ICF touts the fact that its revenue has doubled roughly every five years over the past two decades. To keep that going, however, the company says it needs to score some big federal technology contracts.
On average, ICF has roughly doubled in size every five years over the past two decades as a former private equity-backed company and one that has traded on the public markets since 2006.
So how soon does the global technology consultant repeat that for the next five years? That would mean going from the $1.475 billion-$1.5 billion in revenue it expects to post this year to around $3 billion by 2024.
Those certainly are big numbers to achieve, as ICF executives acknowledged during the company’s investor day on Dec. 3. But the way they get there is simple, at least for ICF’s federal business: pursue more longer-term contract opportunities north of $100 million.
Which means the work to move on those bids begins early, as CEO John Wasson explained.
“You have to start positioning, teaming and working these deals two or three years in advance,” Wasson said. “We’re quite skilled at capture, but we have not done it for as many, we don’t have quite the depth of experience at 100, 250, 500 million dollars, so that’s another investment we’re making to make sure we up our game on that.”
Wasson in October succeeded Sudhakar Kesavan, ICF’s chief executive of the past 20 years, who remains chairman of the board.
The $100 million-opportunity threshold previously mentioned is not limited to the federal market. Contracts of at least that value are also coming out in some highly-regulated commercial segments ICF has significant footprints in. Think energy, health care and others.
But in the federal market, the notion of scale is especially pronounced as many contracts for technology-related jobs are getting larger, longer in duration and more complex.

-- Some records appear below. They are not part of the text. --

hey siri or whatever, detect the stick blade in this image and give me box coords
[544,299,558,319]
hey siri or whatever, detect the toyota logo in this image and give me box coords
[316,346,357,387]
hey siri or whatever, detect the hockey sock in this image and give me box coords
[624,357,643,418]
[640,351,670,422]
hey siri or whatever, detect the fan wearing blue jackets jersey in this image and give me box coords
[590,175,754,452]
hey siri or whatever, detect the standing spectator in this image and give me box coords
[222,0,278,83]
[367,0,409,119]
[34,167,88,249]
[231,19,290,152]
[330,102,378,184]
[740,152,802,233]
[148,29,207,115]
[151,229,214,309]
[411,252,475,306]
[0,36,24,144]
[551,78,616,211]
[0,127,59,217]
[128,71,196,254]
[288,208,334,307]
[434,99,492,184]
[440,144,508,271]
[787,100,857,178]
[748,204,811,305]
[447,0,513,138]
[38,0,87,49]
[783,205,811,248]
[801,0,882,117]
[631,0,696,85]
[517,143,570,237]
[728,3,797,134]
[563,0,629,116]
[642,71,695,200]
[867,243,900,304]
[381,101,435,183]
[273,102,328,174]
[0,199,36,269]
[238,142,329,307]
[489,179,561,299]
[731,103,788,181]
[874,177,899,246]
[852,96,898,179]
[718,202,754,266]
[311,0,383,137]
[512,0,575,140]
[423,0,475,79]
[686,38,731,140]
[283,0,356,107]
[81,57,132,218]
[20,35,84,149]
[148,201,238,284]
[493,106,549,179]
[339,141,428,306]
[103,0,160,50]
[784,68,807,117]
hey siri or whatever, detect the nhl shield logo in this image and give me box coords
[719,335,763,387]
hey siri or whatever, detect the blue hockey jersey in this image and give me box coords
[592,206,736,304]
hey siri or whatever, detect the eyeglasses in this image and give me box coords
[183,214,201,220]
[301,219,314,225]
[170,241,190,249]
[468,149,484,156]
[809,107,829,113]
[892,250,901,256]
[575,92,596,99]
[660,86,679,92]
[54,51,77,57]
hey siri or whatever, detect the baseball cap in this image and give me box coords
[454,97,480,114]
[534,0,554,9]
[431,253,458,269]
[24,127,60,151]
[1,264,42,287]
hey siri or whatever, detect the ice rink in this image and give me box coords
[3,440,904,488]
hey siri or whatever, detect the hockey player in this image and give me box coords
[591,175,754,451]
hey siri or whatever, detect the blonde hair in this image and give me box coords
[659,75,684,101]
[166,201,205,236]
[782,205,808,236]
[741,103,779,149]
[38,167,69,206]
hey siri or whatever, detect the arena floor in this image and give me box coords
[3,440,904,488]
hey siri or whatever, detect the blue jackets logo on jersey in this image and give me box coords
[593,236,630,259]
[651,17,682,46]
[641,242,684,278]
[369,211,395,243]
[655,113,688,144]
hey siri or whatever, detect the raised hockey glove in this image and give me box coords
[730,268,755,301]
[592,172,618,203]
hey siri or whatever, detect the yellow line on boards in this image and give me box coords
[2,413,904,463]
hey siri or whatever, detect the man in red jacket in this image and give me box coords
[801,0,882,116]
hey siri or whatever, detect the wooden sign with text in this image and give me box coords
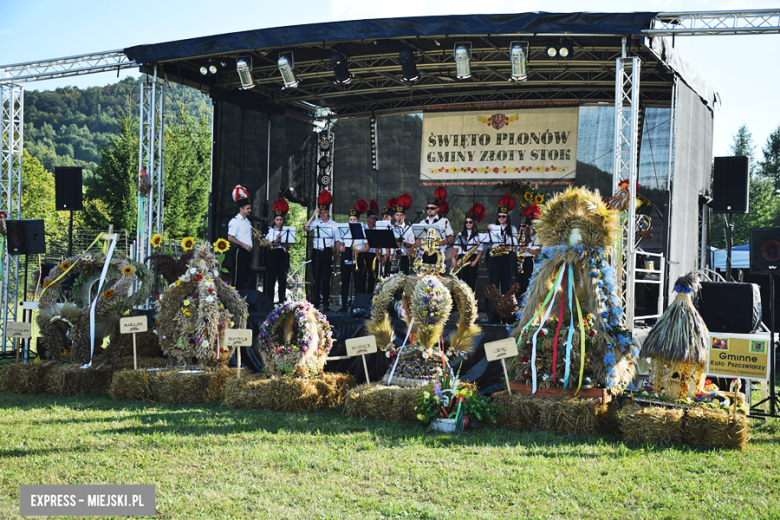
[6,322,31,339]
[224,329,253,347]
[345,335,378,357]
[484,338,518,362]
[120,317,148,334]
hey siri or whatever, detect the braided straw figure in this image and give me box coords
[510,187,637,394]
[366,233,482,387]
[640,272,709,399]
[157,241,248,366]
[37,252,153,364]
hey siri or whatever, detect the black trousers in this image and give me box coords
[265,248,288,303]
[456,254,479,293]
[232,246,252,290]
[357,252,375,294]
[516,256,535,298]
[487,253,515,318]
[340,261,355,306]
[312,248,333,308]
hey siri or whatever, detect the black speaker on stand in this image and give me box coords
[54,166,83,257]
[712,156,749,282]
[749,227,780,418]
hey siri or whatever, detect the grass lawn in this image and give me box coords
[1,389,779,519]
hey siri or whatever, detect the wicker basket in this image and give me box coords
[432,418,457,433]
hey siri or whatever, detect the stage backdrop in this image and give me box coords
[420,105,579,185]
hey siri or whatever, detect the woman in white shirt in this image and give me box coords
[486,195,517,319]
[339,201,369,312]
[263,198,292,303]
[451,203,485,292]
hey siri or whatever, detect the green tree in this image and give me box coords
[83,116,138,231]
[711,175,779,248]
[730,124,756,173]
[758,124,780,189]
[162,113,211,239]
[20,150,70,241]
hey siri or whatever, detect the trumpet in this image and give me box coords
[251,226,272,247]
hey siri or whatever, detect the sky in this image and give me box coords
[1,0,779,159]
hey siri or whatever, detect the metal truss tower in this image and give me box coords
[135,69,165,306]
[0,83,23,350]
[613,49,641,329]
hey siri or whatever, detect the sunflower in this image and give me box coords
[122,265,134,276]
[181,237,196,251]
[43,280,52,288]
[103,289,114,300]
[60,261,71,271]
[214,238,230,254]
[150,234,163,248]
[524,191,533,202]
[534,194,544,204]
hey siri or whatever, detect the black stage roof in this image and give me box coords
[124,12,718,118]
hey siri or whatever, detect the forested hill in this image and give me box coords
[23,76,211,178]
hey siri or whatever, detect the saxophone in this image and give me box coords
[516,226,529,274]
[452,244,480,276]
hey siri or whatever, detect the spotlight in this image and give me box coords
[209,64,218,74]
[398,49,420,83]
[278,52,299,89]
[509,41,528,82]
[546,46,557,58]
[331,51,354,85]
[199,66,208,76]
[559,46,570,59]
[236,59,255,90]
[454,42,471,80]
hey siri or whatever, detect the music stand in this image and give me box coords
[279,226,296,245]
[365,228,398,250]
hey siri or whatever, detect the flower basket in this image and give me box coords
[432,418,458,433]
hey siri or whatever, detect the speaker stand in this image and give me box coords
[750,273,780,418]
[68,210,74,257]
[725,214,734,282]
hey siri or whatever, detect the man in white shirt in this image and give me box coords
[361,202,381,293]
[392,203,415,275]
[516,207,541,296]
[418,195,454,264]
[486,196,517,320]
[339,210,369,312]
[305,190,340,311]
[227,186,253,290]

As Wasson pointed out, agencies are wanting to move from legacy IT platforms to new environments with cloud computing as a core piece of that shift.
Which means ICF, “absolutely needs to win larger implementation contracts in the technology and engagement front and they’re out there, both in civilian and defense,” Wasson said.
“We have a suite of capabilities where we’re able to go after opportunities now. Certainly from the digital side we have some scale. We’ve effectively competed in cyber in very specific markets on the technology side. We do have some next-gen IT. I think there we need more and deeper scale,” he said.
That leads to the second tool of growth Fairfax, Virginia-based ICF has at its disposal. On the corporate website, ICF lists 16 acquisitions it has made since 2002 across both public sector and commercial businesses given the company’s strategy to see those sides as far from separate.
Wasson characterized ICF’s past 20 years as seeing half of its growth organically and half through acquisitions to bring in additional service offerings and customer sets the company is not in already. Then there is the matter of what to do as the company builds its scale, particularly in the next-generation IT and technology engagement areas.
“The model is then finding opportunities in the civilian space where they need to implement these larger technology platforms," he said. "We will be able to use the same strategy where we leverage our domain expertise, there’s the architecting and putting those platforms in a way that helps them carry out their missions. That high-level strategy I think will help us on these kinds of deals.”